Carpenter explained how he received a call shortly after 10 p.m. the night of the fire from his residence about a house fire with a white female trapped inside. Carpenter said he went to the scene on Grand Road and talked to Bollinger at the scene, who was frantic and had obvious severe burns and was screaming, "My wife's inside."

Carpenter said he asked Bollinger what happened at the scene and Bollinger said he had been cutting firewood earlier in the day and "got some gas on him" and lit a cigarette, which Bollinger said is how the fire started.

After further questioning by Morrison, Carpenter said Bollinger was "in bad shape" physically, laying still in the yard of the home with his arms raised over his head. The skin on Bollinger's chest was melted away and the skin "was sliding off his arms," Carpenter said.

Morrison asked Carpenter if Bollinger screamed that he was hurting or in pain, to which Carpenter responded that "there was a lot of commotion" at the time and he didn't remember if Bollinger was screaming due to the pain. Carpenter said his contact with Bollinger lasted about 10 minutes. After speaking with Bollinger, he left the scene and made contact with a sheriff's deputy about the incident.

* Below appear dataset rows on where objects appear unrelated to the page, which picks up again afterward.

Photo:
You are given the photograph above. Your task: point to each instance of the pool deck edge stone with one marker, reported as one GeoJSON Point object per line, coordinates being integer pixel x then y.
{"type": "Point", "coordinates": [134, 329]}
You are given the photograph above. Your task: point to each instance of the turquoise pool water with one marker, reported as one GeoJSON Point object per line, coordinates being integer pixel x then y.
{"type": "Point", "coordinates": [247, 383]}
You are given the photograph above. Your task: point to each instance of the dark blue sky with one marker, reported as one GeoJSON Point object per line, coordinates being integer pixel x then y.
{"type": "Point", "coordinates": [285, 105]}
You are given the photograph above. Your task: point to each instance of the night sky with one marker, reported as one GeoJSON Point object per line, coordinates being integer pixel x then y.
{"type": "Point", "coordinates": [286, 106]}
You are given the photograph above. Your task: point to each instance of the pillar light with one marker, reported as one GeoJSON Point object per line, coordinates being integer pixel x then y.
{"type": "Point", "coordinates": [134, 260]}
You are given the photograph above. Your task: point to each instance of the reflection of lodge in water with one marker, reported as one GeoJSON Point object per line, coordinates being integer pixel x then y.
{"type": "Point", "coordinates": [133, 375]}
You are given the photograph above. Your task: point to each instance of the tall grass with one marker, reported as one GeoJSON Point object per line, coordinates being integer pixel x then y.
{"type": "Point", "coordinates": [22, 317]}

Morrison told Ward the issue "is that evidence has to be absolute crystal clear how much pain Brent was in" that night. Scott Perkins, a Mercy Hospital paramedic who worked the night of the fire and testified at the preliminary hearing, drove the first emergency vehicle to appear on the scene.

Morrison said Bollinger was "out of his head with pain" when he made comments that night and was given several doses of morphine by Perkins, who has said that Bollinger was screaming that he "wanted to die." Bollinger also told Perkins his wife was in the house and told him repeatedly he was responsible for the fire while in the ambulance, before being transported to the hospital and medical helicopter. The reliability of Bollinger's statements at the time are based on his client's state of mind at the time, Morrison said.

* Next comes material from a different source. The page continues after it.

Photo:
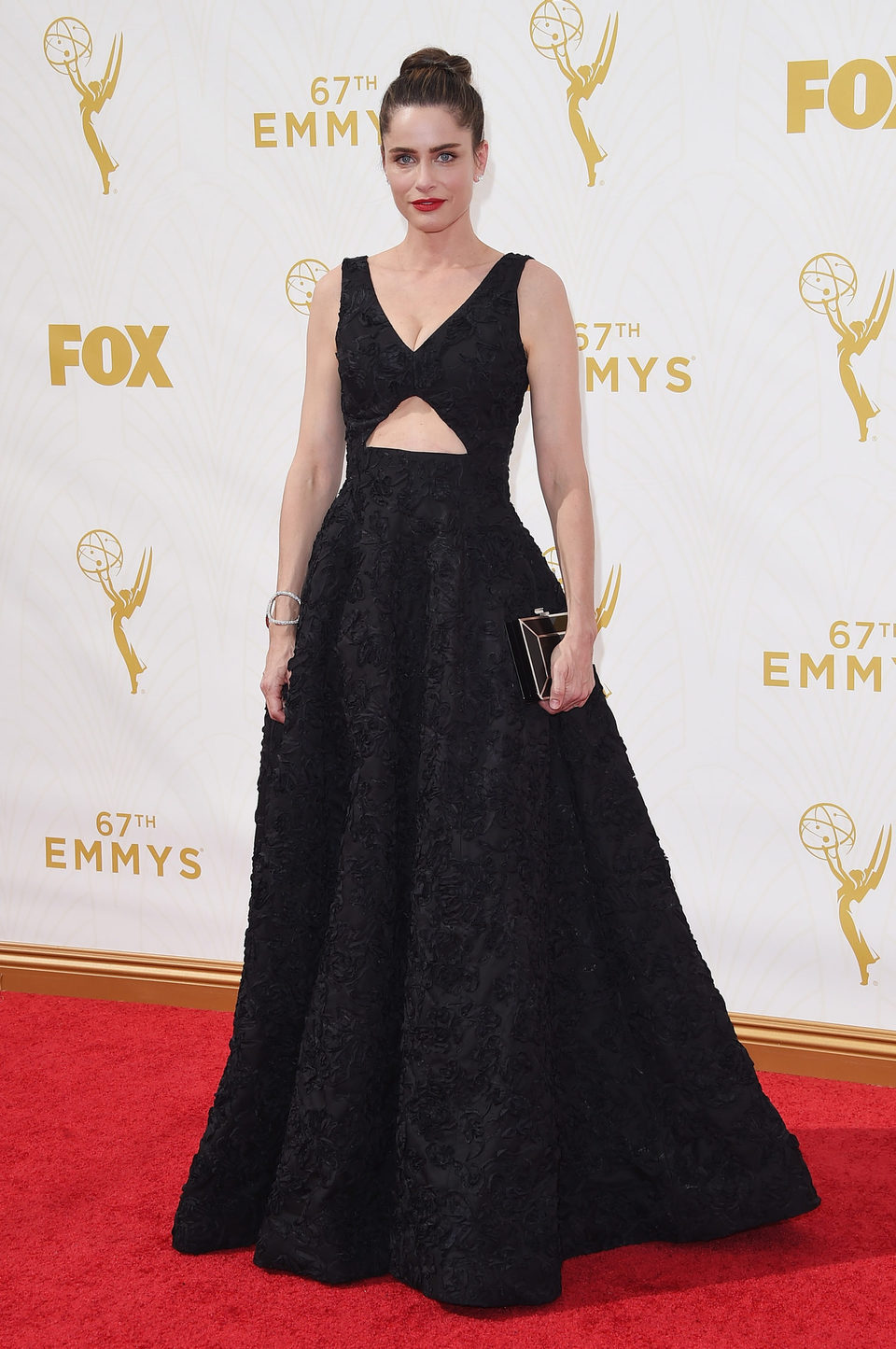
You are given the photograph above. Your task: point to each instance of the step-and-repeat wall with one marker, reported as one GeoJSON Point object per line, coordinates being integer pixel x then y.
{"type": "Point", "coordinates": [713, 181]}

In response, Bryant said despite the fact that he was in pain, Bollinger was alert and conscious, speaking and coherent and this "is important for the court to consider."

Ward denied the motion to suppress Bollinger's statements, saying Bollinger was capable of understanding what was happening at the time, was conscious and alert throughout his contact with Perkins, that Bollinger's statements made to Carpenter were voluntary and the communication between Bollinger and Carpenter was conducted in a fair manner. Ward also said Bollinger wasn't confessing to a crime.

Ward said the defendant had previously waived his right to a speedy trial and asked Bollinger if he chose to waive that right once again, which he did. Morrison said he anticipated further hearings on pretrial motions.

Another hearing for the next series of pretrial motions was scheduled for 9 a.m. March 6. The deadline for all motions to be on file is on or before Feb. 15, 2013.

Bollinger was arraigned before Ward in September and pleaded not guilty to the alleged crimes. The house fire took place Oct. 13, 2011. Bollinger and his young son, Bryson, survived the blaze. Bollinger remains in the Southeast Kansas Regional Correctional Center on a $1 million cash surety bond.